The graphic advertising the Washington Times' four-part series on sex-selective abortion and female infanticide should tell you a little something about the politics at play in its coverage: The words "Killing Eve: India's Abortion Crisis" appear in large text over a red background. It was fair enough warning to take cover from the surefire hailstorm of political rhetoric and hyperbole to come. But we're still left to don some waders in hopes of trudging through the remaining swamp.
In a few words, the Times sums up the grim reality for many Indian girls: "First, there are the baby girls who, simply because they are female, are put on piles of dry grass and burned. Or they are placed in bags and fatally stabbed." The estimates for the numbers of India's "missing girls" are bleak: UNICEF places the number at 2.5 million a year; there are a total of 43 million "missing" Indian girls, according to the medical journal Lancet.
But, at least for me, the Times' political motivation eclipses its reporting on the issue of sex-selective abortions. Author Julia Duin refers to sex-selective abortions as "female feticide," which, at least in this country, carries a bigger punch than "abortion." The terms aren't drastically different in definition, but it's a politically significant choice, similar to others made time and again throughout the piece: An interviewee refers to medical practitioners who perform sex-selective abortions as "womb raiders"; there's the weighty series title "Killing Eve"; and the fourth installment in the series looks critically at General Electric for supplying India with thousands of ultrasound machines (which, mind you, are not inherently evil) and quotes an Indian activist: "In the United States, ultrasound is used to protect the fetus. Here it is used to destroy it."

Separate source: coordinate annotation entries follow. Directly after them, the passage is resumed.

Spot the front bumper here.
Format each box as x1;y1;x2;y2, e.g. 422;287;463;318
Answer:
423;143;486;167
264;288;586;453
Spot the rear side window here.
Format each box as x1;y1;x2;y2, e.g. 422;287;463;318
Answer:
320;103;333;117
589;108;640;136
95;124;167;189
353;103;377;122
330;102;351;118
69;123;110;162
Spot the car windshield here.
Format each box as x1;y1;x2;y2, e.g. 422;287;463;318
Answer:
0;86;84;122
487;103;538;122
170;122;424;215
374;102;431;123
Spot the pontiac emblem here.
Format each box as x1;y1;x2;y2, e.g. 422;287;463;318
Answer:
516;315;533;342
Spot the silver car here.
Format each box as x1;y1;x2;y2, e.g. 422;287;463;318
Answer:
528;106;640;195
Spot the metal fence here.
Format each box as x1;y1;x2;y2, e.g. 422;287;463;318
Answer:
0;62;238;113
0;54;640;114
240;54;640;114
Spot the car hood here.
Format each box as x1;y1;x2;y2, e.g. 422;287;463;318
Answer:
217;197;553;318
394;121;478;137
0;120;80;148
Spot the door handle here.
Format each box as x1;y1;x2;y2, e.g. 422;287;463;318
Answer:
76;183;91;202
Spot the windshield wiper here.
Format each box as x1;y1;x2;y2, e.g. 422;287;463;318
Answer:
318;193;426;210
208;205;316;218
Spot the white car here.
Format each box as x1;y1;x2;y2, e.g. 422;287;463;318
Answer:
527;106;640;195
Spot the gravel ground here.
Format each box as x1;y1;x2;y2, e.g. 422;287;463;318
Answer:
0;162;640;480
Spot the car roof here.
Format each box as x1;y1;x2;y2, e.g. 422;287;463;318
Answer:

Duin also raises questions about hypocrisy among feminists who campaign for a woman's right to choose but condemn sex-selective abortions. Reporter Elisabeth Bumiller's "May You Be the Mother of a Hundred Sons" is quoted: "Was it intellectually consistent to be in favor of a woman's right to abortion yet opposed to sex-selective abortion? Some Indian feminists referred to sex-selective abortion as 'female feticide,' which made me wonder why they were not opposed to 'male feticide' as well." But, please, "male feticide," understood in this case as the widespread practice of aborting male fetuses because of their maleness, just ... does not exist.
There definitely are hypocritical feminist arguments about sex-selective abortions. But they don't necessarily have to be so. Individual decisions to end a pregnancy are completely different from the systematic eradication of one gender of fetus. Not to mention, as our readers have argued before, it's possible to fully support a woman's choice to have a sex-selective abortion while condemning the social and economic conditions that make that an appealing choice or -- for poor Indian families unable to commit to a dowry -- no real choice at all.